A politically charged glossary for Amherst College students that disparages capitalism and dictates a broad range of PC gender terms has been withdrawn after campus Republicans howled in protest, saying the Orwellian language guide threatened to stifle free speech.
“It wasn’t the college’s place to tell us what these things meant,” senior Brantley Mayers of the Amherst College Republicans told the Herald. “They were establishing the parameters of speech.”
On Wednesday, the elite Western Massachusetts liberal arts college’s Office of Diversity & Inclusion posted and emailed to students a “Common Language Guide,” a 36-page document containing dozens of politically correct definitions. Then hours later, following complaints, unposted it.
The document defines “capitalism” as a system that “leads to exploitative labor practices, which affect marginalized groups disproportionately.”
“White feminism” is “predicated upon the erasure of women of color and the ways in which racism and sexism converge and compound one another.”
“Homonationalism,” per the document, is used “to explain the ways in which cis-gay and lesbian veterans of the Iraq War were celebrated as proof of American exceptionalism in contrast to racist/orientalist discourse about Iraqi combatants and other people in Central Asia racialized outside of U.S. understandings of whiteness.”
Amherst College President Biddy Martin — who claimed she hadn’t seen the document before it was posted and sent out — said in a statement that the guide “takes a very problematic approach.”
“When the approach assumes campus-wide agreement about the meaning of terms and about social, economic, and political matters, it runs counter to the core academic values of freedom of thought and expression,” Martin said. “I was not aware that the document was being produced and I did not approve its circulation.

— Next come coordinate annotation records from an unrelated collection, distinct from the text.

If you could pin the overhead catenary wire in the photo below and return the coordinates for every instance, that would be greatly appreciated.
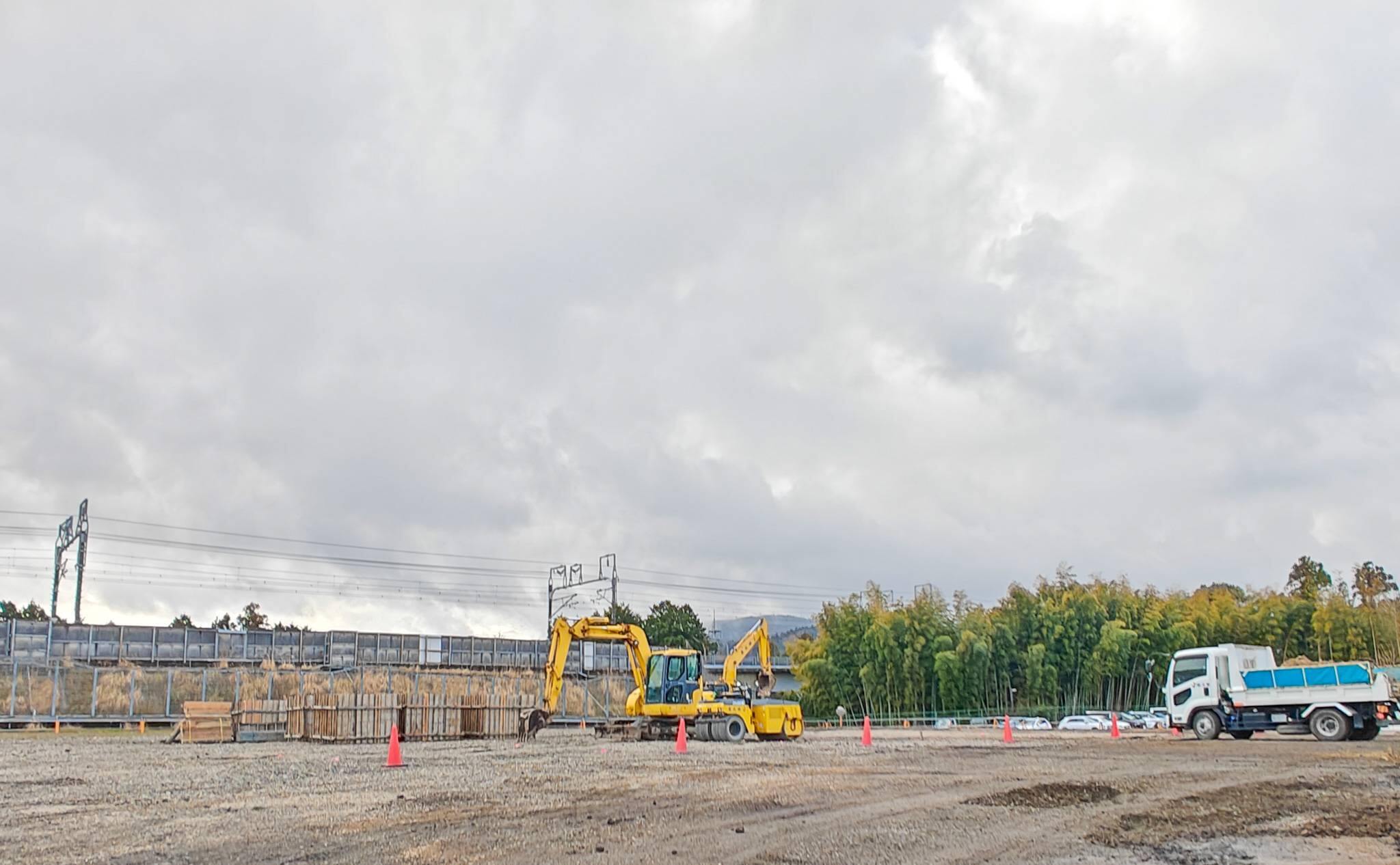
(779, 594)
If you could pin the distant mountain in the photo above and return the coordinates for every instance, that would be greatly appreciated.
(780, 627)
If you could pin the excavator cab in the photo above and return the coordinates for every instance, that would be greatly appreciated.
(673, 676)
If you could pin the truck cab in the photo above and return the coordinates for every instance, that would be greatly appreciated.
(1241, 690)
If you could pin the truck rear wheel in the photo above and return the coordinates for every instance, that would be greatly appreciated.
(1206, 726)
(1329, 726)
(1365, 734)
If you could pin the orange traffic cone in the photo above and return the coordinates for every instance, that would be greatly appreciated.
(395, 758)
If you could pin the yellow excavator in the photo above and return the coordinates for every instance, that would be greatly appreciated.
(671, 686)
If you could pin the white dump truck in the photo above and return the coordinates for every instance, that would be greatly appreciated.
(1241, 690)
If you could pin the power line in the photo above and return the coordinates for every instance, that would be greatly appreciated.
(347, 560)
(319, 543)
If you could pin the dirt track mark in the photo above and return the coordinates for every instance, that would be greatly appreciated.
(1049, 795)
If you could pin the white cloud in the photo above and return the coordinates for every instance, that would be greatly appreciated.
(803, 296)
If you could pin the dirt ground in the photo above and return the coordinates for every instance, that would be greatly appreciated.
(939, 797)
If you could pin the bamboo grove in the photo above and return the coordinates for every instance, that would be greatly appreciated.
(1071, 644)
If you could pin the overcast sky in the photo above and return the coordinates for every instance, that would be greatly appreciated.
(784, 294)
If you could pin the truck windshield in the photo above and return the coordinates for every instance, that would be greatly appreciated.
(1185, 670)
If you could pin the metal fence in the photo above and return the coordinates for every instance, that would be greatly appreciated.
(112, 695)
(46, 643)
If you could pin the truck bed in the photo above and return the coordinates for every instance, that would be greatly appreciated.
(1323, 675)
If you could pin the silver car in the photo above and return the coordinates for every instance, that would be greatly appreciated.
(1083, 723)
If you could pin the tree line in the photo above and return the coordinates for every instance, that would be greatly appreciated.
(668, 624)
(1070, 644)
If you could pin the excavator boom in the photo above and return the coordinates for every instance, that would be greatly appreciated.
(757, 637)
(591, 627)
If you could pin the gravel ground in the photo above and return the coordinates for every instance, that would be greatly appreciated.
(939, 797)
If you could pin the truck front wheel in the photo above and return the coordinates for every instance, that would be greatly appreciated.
(1206, 726)
(1329, 726)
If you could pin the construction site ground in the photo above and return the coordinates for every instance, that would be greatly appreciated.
(915, 797)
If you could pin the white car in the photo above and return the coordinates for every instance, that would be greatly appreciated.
(1148, 719)
(1083, 723)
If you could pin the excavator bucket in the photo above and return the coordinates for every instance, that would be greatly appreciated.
(533, 722)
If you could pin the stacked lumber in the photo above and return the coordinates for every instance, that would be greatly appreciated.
(206, 722)
(260, 722)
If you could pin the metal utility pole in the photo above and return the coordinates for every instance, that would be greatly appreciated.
(61, 545)
(571, 577)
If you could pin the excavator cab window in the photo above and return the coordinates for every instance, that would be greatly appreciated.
(673, 678)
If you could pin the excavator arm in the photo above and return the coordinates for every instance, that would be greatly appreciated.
(757, 637)
(561, 639)
(591, 627)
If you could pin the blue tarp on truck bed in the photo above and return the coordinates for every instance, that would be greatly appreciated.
(1312, 676)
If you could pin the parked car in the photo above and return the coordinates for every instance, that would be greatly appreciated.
(1083, 723)
(1125, 718)
(1148, 719)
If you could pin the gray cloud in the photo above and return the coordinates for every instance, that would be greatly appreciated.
(768, 293)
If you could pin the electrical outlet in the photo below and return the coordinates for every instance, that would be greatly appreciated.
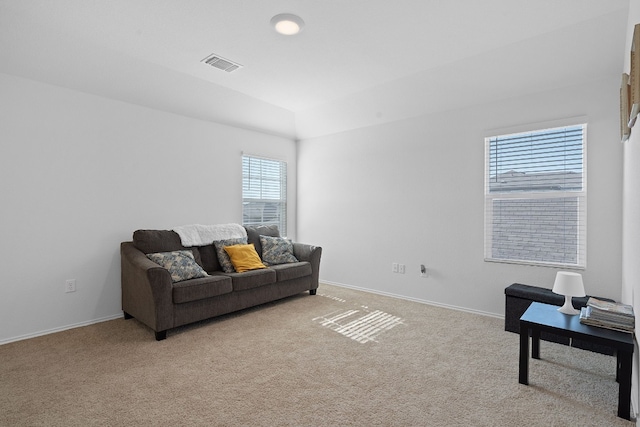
(70, 285)
(423, 271)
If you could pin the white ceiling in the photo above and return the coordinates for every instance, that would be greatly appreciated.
(136, 50)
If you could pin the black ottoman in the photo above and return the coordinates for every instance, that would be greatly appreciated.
(518, 297)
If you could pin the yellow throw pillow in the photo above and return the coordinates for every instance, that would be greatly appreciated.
(244, 257)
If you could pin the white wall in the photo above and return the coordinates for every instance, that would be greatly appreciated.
(412, 192)
(631, 211)
(79, 173)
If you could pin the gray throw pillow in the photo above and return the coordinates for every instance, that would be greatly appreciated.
(277, 250)
(181, 265)
(223, 257)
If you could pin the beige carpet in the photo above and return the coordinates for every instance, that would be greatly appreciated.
(340, 358)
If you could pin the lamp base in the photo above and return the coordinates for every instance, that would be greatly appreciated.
(567, 308)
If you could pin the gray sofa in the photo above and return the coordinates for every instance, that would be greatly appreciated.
(151, 296)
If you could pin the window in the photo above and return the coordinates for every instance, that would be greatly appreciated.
(535, 197)
(264, 192)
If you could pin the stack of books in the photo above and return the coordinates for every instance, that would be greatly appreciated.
(610, 315)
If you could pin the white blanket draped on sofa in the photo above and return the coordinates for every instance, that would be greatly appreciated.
(200, 235)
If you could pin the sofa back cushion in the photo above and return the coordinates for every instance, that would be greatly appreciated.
(209, 258)
(153, 241)
(255, 231)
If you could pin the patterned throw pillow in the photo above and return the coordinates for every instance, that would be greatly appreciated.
(277, 250)
(181, 265)
(223, 257)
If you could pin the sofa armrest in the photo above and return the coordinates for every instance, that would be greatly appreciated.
(146, 289)
(311, 254)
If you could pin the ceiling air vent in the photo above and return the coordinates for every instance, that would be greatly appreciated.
(221, 63)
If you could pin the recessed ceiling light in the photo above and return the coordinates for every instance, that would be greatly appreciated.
(287, 24)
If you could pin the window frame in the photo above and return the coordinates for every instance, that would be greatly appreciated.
(546, 195)
(261, 203)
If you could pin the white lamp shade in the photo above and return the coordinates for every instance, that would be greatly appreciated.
(569, 284)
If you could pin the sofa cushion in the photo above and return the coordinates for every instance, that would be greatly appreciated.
(181, 264)
(255, 231)
(244, 257)
(292, 271)
(223, 257)
(277, 250)
(197, 289)
(251, 279)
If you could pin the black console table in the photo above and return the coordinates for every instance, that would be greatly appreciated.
(546, 318)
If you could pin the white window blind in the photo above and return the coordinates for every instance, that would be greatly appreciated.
(264, 192)
(535, 197)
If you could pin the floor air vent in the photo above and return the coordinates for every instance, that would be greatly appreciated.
(221, 63)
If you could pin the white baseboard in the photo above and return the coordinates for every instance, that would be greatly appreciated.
(421, 301)
(60, 329)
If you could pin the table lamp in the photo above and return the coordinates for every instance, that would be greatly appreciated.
(570, 285)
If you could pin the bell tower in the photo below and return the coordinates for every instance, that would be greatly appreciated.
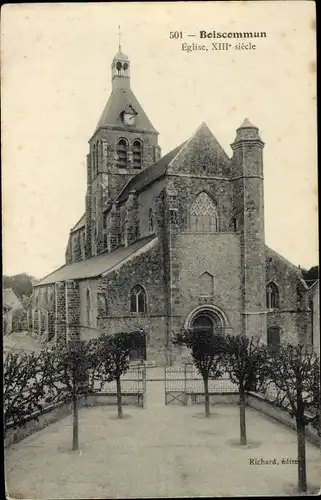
(248, 201)
(123, 144)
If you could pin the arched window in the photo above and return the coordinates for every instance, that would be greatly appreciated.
(151, 220)
(234, 224)
(122, 147)
(137, 154)
(299, 293)
(88, 307)
(206, 283)
(273, 335)
(205, 322)
(138, 300)
(272, 296)
(123, 225)
(93, 169)
(102, 303)
(203, 215)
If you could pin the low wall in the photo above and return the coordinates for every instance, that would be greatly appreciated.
(35, 422)
(105, 398)
(39, 420)
(188, 399)
(258, 403)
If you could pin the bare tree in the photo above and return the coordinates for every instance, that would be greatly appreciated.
(73, 362)
(244, 361)
(294, 373)
(29, 385)
(207, 352)
(113, 358)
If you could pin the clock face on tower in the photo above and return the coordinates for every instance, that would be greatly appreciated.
(128, 118)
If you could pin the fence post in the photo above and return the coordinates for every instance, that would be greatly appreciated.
(165, 385)
(144, 384)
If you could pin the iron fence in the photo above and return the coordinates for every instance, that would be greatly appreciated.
(187, 379)
(132, 382)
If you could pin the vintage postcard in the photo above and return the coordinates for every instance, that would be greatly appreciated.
(160, 249)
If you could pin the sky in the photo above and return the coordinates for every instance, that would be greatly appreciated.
(56, 80)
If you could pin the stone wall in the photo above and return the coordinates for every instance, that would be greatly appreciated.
(293, 316)
(219, 255)
(147, 201)
(146, 270)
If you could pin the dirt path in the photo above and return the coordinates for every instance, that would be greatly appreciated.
(160, 451)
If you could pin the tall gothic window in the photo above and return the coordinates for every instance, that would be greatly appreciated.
(151, 220)
(273, 336)
(203, 215)
(105, 231)
(88, 307)
(137, 154)
(138, 300)
(234, 224)
(97, 156)
(272, 296)
(123, 224)
(83, 244)
(122, 147)
(102, 304)
(93, 166)
(206, 284)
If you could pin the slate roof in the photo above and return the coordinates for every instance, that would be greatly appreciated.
(95, 266)
(11, 300)
(118, 100)
(150, 174)
(247, 124)
(81, 223)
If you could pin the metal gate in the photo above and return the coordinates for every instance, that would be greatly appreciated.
(184, 384)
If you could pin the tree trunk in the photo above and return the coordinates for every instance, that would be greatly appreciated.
(243, 439)
(207, 397)
(302, 478)
(119, 402)
(75, 444)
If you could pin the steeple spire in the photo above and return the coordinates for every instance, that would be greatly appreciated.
(119, 39)
(120, 73)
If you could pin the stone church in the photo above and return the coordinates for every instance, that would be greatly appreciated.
(170, 241)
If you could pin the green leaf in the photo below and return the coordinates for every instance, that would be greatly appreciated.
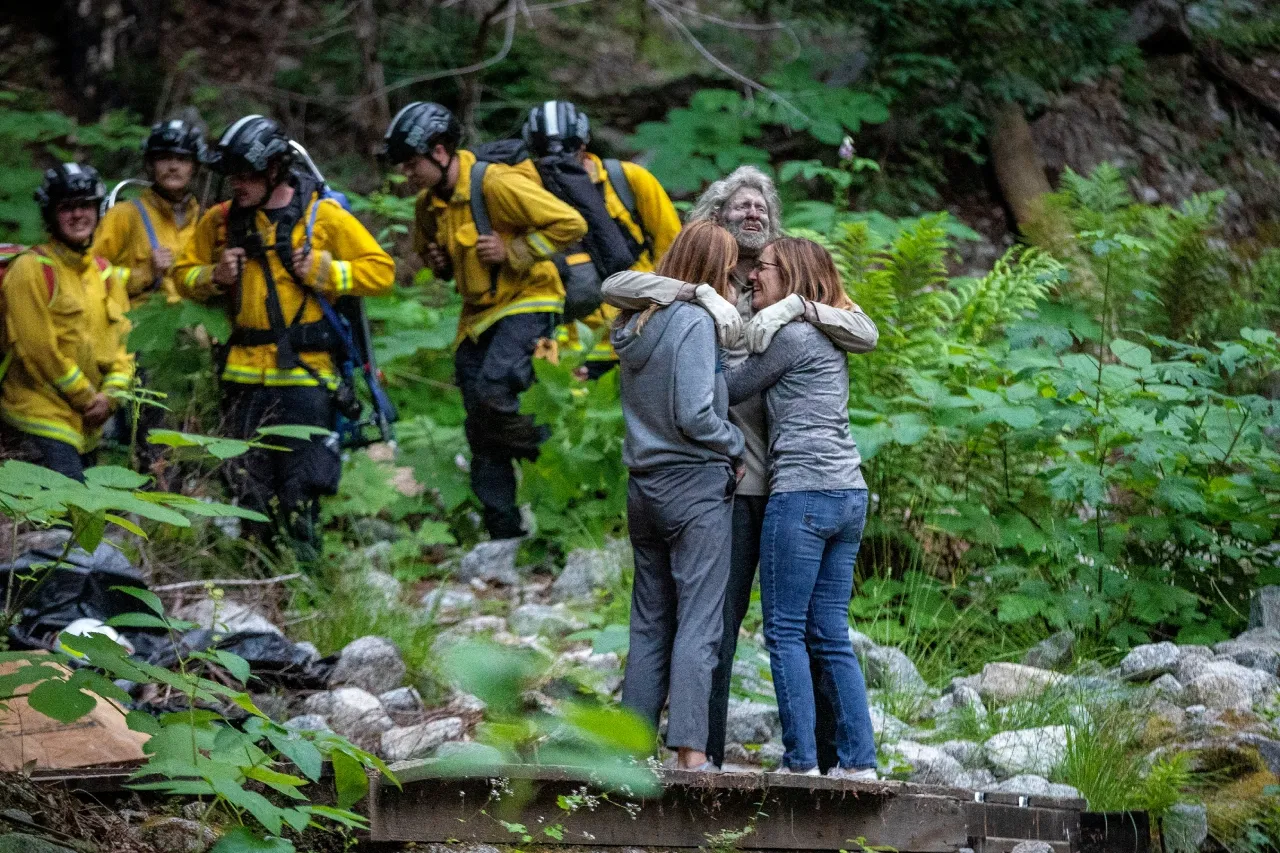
(240, 839)
(145, 596)
(60, 701)
(350, 778)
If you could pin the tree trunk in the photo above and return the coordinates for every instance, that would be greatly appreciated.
(373, 109)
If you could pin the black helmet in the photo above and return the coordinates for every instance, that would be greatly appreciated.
(174, 137)
(251, 145)
(68, 182)
(556, 127)
(416, 129)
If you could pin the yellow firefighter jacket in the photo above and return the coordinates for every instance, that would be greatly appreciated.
(67, 342)
(661, 224)
(533, 223)
(347, 260)
(122, 238)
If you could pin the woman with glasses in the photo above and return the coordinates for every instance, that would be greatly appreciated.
(816, 511)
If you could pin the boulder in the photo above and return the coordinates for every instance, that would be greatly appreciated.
(307, 723)
(406, 743)
(752, 721)
(588, 571)
(1146, 662)
(448, 603)
(1166, 687)
(1027, 751)
(227, 617)
(402, 701)
(1184, 828)
(176, 835)
(929, 765)
(1051, 653)
(492, 562)
(352, 712)
(1004, 683)
(890, 669)
(543, 620)
(967, 752)
(369, 662)
(1265, 609)
(1217, 689)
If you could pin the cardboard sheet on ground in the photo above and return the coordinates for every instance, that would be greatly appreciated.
(99, 738)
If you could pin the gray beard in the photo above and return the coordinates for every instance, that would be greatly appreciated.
(752, 241)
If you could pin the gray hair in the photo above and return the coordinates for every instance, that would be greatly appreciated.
(709, 204)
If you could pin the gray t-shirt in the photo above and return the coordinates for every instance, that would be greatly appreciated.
(805, 384)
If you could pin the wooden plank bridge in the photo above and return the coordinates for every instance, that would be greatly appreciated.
(753, 811)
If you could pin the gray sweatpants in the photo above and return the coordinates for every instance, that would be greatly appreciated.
(681, 524)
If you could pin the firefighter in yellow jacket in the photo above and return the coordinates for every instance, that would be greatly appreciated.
(147, 233)
(511, 292)
(632, 197)
(273, 252)
(64, 329)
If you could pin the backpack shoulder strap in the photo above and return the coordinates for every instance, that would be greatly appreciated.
(621, 186)
(480, 214)
(146, 224)
(479, 206)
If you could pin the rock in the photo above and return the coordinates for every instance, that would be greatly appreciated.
(1219, 690)
(967, 752)
(752, 721)
(886, 725)
(602, 673)
(307, 723)
(1146, 662)
(351, 711)
(1051, 653)
(1032, 847)
(369, 662)
(977, 779)
(1004, 683)
(474, 757)
(543, 620)
(588, 571)
(1265, 609)
(225, 617)
(1166, 687)
(890, 669)
(929, 765)
(23, 843)
(492, 561)
(1027, 751)
(448, 603)
(402, 701)
(176, 835)
(406, 743)
(1184, 828)
(860, 642)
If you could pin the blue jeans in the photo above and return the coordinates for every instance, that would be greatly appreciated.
(807, 578)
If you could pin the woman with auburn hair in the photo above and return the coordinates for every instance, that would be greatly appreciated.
(814, 516)
(681, 454)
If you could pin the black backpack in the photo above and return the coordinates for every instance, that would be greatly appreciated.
(609, 247)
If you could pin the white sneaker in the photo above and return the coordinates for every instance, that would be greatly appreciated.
(865, 774)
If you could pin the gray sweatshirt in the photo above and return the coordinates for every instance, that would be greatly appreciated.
(849, 331)
(805, 384)
(673, 396)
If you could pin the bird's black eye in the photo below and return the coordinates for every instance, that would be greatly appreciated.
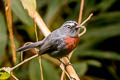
(69, 27)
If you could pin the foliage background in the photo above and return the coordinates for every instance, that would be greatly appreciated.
(96, 58)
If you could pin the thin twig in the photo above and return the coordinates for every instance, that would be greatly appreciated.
(26, 60)
(40, 57)
(14, 76)
(41, 70)
(84, 31)
(81, 12)
(9, 21)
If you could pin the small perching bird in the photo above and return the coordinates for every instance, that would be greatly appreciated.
(59, 43)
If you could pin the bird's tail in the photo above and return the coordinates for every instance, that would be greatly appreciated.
(29, 46)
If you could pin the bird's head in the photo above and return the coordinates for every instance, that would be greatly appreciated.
(70, 28)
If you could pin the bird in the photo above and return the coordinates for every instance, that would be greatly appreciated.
(59, 43)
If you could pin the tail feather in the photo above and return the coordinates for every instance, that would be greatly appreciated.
(29, 46)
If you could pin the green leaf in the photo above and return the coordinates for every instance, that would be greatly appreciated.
(3, 34)
(34, 70)
(19, 11)
(97, 54)
(81, 68)
(4, 73)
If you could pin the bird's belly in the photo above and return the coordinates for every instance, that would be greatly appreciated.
(71, 43)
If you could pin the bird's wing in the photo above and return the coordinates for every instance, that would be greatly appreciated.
(29, 46)
(52, 44)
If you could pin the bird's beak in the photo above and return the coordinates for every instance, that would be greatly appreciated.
(78, 26)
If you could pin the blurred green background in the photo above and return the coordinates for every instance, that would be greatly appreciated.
(96, 58)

It cuts against our efforts to foster open exchange and independent thinking. It is not a formal college document and will not be used as one.”
Norm Jones, the head of that office, wrote in a statement that the goal “was to help create greater awareness of the ways many people at Amherst and beyond understand their own identities.”
But, he said, “I believe it was a mistake to send it from my office to the entire community because of the implication that the guide is meant to dictate speech and expression or ideology on campus. It does not represent an official position of the College or an expectation that everyone on campus should use any particular language or share a point of view. ”
The PC language guide comes at a time when conservatives say they are increasingly under attack on university campuses — with speakers canceled, subjected to violent protests and hectoring, and even charged onerous security fees, while students and professors who take conservative positions say they have been hounded or penalized. Amherst College’s about-face is seen by free-speech advocates as a rare victory.
“It’s pretty uncommon to see something like this retracted,” said Adam Steinbaugh of FIRE, a group that advocates for free speech on campuses nationally.
Mayers and fellow senior Rob Barasch of the College Republicans both praised the college’s handling of their complaints, and said they appreciate their assurances that the school was not trying to enforce the document.
But Mayers said this is the latest example of people at the school making people with his views feel unwelcome, saying, “A culture has been bred on campus that dismisses conservative viewpoints and dismisses conservative students.”